À la suite de la révélation de documents par Greenpeace, François Hollande et Matthias Fekl sont montés au créneau pour dire « non » à l'accord de libre-échange entre les États-Unis et l'UE, le fameux Tafta. Le secrétaire d'État au Commerce extérieur a même déclaré ce matin que France ne peut pas décider unilatéralement de s'en aller ou d'arrêter la négociation. Après avoir octroyé le mandat de négociation à la Commission européenne, Paris s'est engagé, comme ses 27 partenaires, à ne pas claquer la porte.

D'autre part parce qu'on peut suspendre des négociations, mais non les arrêter. Ce n'est pas qu'une histoire de mot. Un arrêt peut être définitif. Une suspension ne l'est pas. Ainsi, un dossier peut très bien prendre la poussière dans un placard européen pendant des années avant de réapparaître. Ça s'est déjà vu. Les discussions pour un accord de libre-échange avec le Mercosur se sont arrêtées pendant six années, avant de reprendre en 2010.

Mettre la pression sur Washington

Or suspendre les négociations n'a rien de compliqué juridiquement parlant. Il ne faut en effet pas d'accord formel, mais un accord implicite entre l'Union et les 28. C'est la Commission qui a le pouvoir de suspendre les négociations, mais elle ne le fera jamais sans le consensus des 28 États membres pour lequel elle négocie, un consensus qui serait bien difficile à obtenir.

De facto, l'argument est avant tout politique. Outre la présidentielle de 2017 qui avance à grands pas, la France entend mettre la pression sur les Américains dans des négociations où Washington répugne jusque-là à faire des concessions significatives.

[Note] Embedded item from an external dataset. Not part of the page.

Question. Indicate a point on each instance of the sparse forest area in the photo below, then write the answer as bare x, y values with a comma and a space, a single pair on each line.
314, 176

En réalité, la France ne pourra véritablement dire « non » au Tafta que lors du processus de ratification de ce dernier, qui aura lieu, selon toute probabilité, après la présidentielle de 2017. Cet accord devrait nécessiter la ratification par les 28 États membres. Et si un seul ne ratifie pas l'accord, c'est tout l'échafaudage qui s'écroule. On se souvient notamment de la mobilisation autour de l'accord anti-contrefaçon (Acta) qui a conduit en 2012 au vote négatif du Parlement européen et au retrait de plusieurs pays européens de l'accord.